1 Ekim 2025’te başlıyor! A101, BİM, ŞOK, MİGROS’ta fiyatlar tek tek değişecek

Eyl 22, 2025 - 11:50
1 Ekim 2025’te başlıyor! A101, BİM, ŞOK, MİGROS’ta fiyatlar tek tek değişecek

1 Ekim 2025’ten itibaren çiğ süte zam geliyor. Ulusal Süt Konseyi’nin aldığı kararla süt fiyatı 19,60 TL’ye çıkacak. Bu artış, A101, BİM, ŞOK ve Migros gibi zincir marketlerde peynir, yoğurt ve tereyağı başta olmak üzere tüm süt ürünlerinin etiketlerine yansıyacak.

Türkiye’de gıda enflasyonunun en çok hissedildiği alanlardan biri olan süt ve süt ürünleri, Ulusal Süt Konseyi’nin aldığı kararla yeni bir zam sürecine girdi. Konsey, 1 Ekim 2025 tarihinden itibaren geçerli olmak üzere çiğ sütün tavsiye satış fiyatını artırdı. Yeni fiyat 19,60 TL olarak açıklandı. Bu karar, yalnızca üretici tarafını değil, aynı zamanda milyonlarca tüketiciyi de doğrudan ilgilendiriyor.

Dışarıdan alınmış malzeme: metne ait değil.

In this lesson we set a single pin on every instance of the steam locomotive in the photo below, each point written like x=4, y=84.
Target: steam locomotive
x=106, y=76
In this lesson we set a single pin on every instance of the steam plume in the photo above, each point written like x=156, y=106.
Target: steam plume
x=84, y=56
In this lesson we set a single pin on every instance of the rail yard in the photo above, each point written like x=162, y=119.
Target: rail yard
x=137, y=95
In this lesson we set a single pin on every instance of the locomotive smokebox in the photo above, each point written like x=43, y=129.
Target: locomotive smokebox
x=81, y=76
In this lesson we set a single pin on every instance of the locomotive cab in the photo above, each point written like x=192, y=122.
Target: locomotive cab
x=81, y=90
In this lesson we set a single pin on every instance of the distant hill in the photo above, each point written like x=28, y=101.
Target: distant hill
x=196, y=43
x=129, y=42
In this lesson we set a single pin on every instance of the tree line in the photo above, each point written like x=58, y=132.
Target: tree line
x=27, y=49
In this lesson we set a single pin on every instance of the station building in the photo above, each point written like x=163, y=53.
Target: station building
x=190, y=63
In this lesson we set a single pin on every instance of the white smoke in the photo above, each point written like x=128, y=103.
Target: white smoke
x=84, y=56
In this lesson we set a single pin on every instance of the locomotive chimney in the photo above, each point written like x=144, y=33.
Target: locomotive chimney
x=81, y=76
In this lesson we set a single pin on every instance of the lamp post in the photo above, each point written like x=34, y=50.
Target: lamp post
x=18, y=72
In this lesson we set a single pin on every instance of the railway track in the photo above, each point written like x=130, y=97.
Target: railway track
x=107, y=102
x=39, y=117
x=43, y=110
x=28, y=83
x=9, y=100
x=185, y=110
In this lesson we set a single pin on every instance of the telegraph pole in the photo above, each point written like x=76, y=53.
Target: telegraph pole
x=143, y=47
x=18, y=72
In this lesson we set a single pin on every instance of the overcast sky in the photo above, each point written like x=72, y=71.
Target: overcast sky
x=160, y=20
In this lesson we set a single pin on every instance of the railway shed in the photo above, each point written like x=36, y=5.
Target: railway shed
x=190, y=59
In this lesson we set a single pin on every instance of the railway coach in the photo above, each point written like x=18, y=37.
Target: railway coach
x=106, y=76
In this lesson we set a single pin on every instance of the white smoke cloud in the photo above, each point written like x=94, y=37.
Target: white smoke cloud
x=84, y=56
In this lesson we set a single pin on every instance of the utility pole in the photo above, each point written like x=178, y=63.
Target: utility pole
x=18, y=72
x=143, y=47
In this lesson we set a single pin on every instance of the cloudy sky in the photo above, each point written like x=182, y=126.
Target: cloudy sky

Süt, peynir, yoğurt, tereyağı ve dondurma gibi temel gıda ürünleri, bu artışla birlikte raflarda zamlı etiketlerle yerini alacak. Uzmanlar, kararın özellikle dar gelirli ailelerin mutfak masraflarını artıracağı konusunda uyarıyor.

Üreticinin talepleri karşılık buldu

Zam kararı, aslında uzun süredir gündemdeydi. Yem, enerji ve işçilik maliyetlerindeki yükseliş nedeniyle üreticiler, fiyatların güncellenmesini talep ediyordu. Tüm Süt, Et ve Damızlık Sığır Yetiştiricileri Derneği (TÜSEDAD), sürdürülebilir üretim için çiğ süt fiyatının en az 21 TL olması gerektiğini savunuyordu.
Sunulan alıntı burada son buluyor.